Kaç haftadır denizi unuttuk ..Bu haftasonu için Gemilere gitmeyi planladık Uzunbeyle,hem de daha bugünden..Kısmet olursa denizdeyim ve kumsalda yatacağım boylu boyunca :)
Bu arada çok sevdiğimiz bir arkadaşımız İstanbulda evleniyor,sanırım düğününe gideceğiz temmuz ayında 2-3 günlüğüne , yine temmuzda yanımızda çalışan bir genç arkadaşımız evleniyor,düğünümüz var ve hem kardeşlerimin hem de bir sürü arkadaşımın doğumgünü var..
Hala vişne yoktu bizim pazarda, Uzunbey'e 2 haftası var demiş pazarcı, bu sene en az 3 şişe yapmayı düşünüyorum vişne likörü,babama ve bana 2 şişe .. Tarçını daha az koyacağım birde bu sene..Böğürtlenden nasıl yapılacağını araştıracağım birde.. Tarifi olan bana yollayabilir mi acaba..? :)

Uzun uzun yazı yazmak istiyorum ama bu aralar bir türlü uzun yazmaya zaman yetiştiremiyorum.. Birde havalar artık çok sıcak gündüz yürüyerek büroya dönemiyorum merkezden.. Okul kapandığından beri de sabahları yürüyüşe gidemedik Uzunbey ve Ares'le.. Kendime sabahları yüzmek için zaman mı yaratsam acaba ne yapsam bilmiyorum.
Hollanda da yaşayan ve buraya eşinin ailesinin yazlığına gelen bir lise arkadaşımla birbirimizi facebookta bulduk :) En azından 4-5 senedir buraya geliyormuş ama bunu biz bilmiyorduk tabii ki..Bu sene temmuz sonu gibi gelecekler.Çok sevdiğim ve yakın bir arkadaşımdı, gelmesine çok seviniyorum.

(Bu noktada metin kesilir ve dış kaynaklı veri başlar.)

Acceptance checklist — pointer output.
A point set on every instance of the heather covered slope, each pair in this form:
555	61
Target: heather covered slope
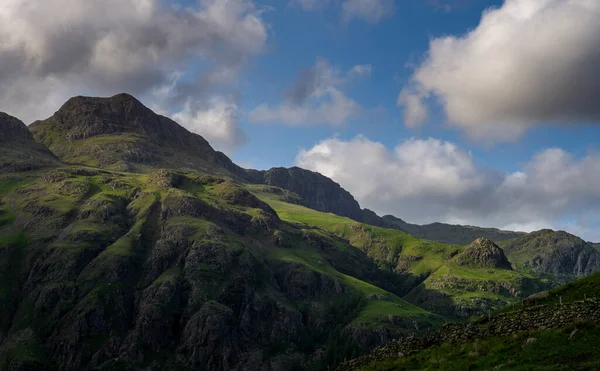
140	246
449	233
558	255
554	330
175	269
450	280
120	133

Özellikle onlar İstanbulda buluşup da gidemediğimden beri diğerlerini de görmüş gibi olacağım diye seviniyorum..

Bu tarz evlere ve havuzlarına da bayılıyorum.. Resmi görünce canım neden yüzmek istedi bir anda şaşırmadım :)

Havuz aksesuarları ve düzenlemeleri çok ayrıntılı bir konu aslında ama ilk anda bulduğum resimleri hemen paylaşmak istedim..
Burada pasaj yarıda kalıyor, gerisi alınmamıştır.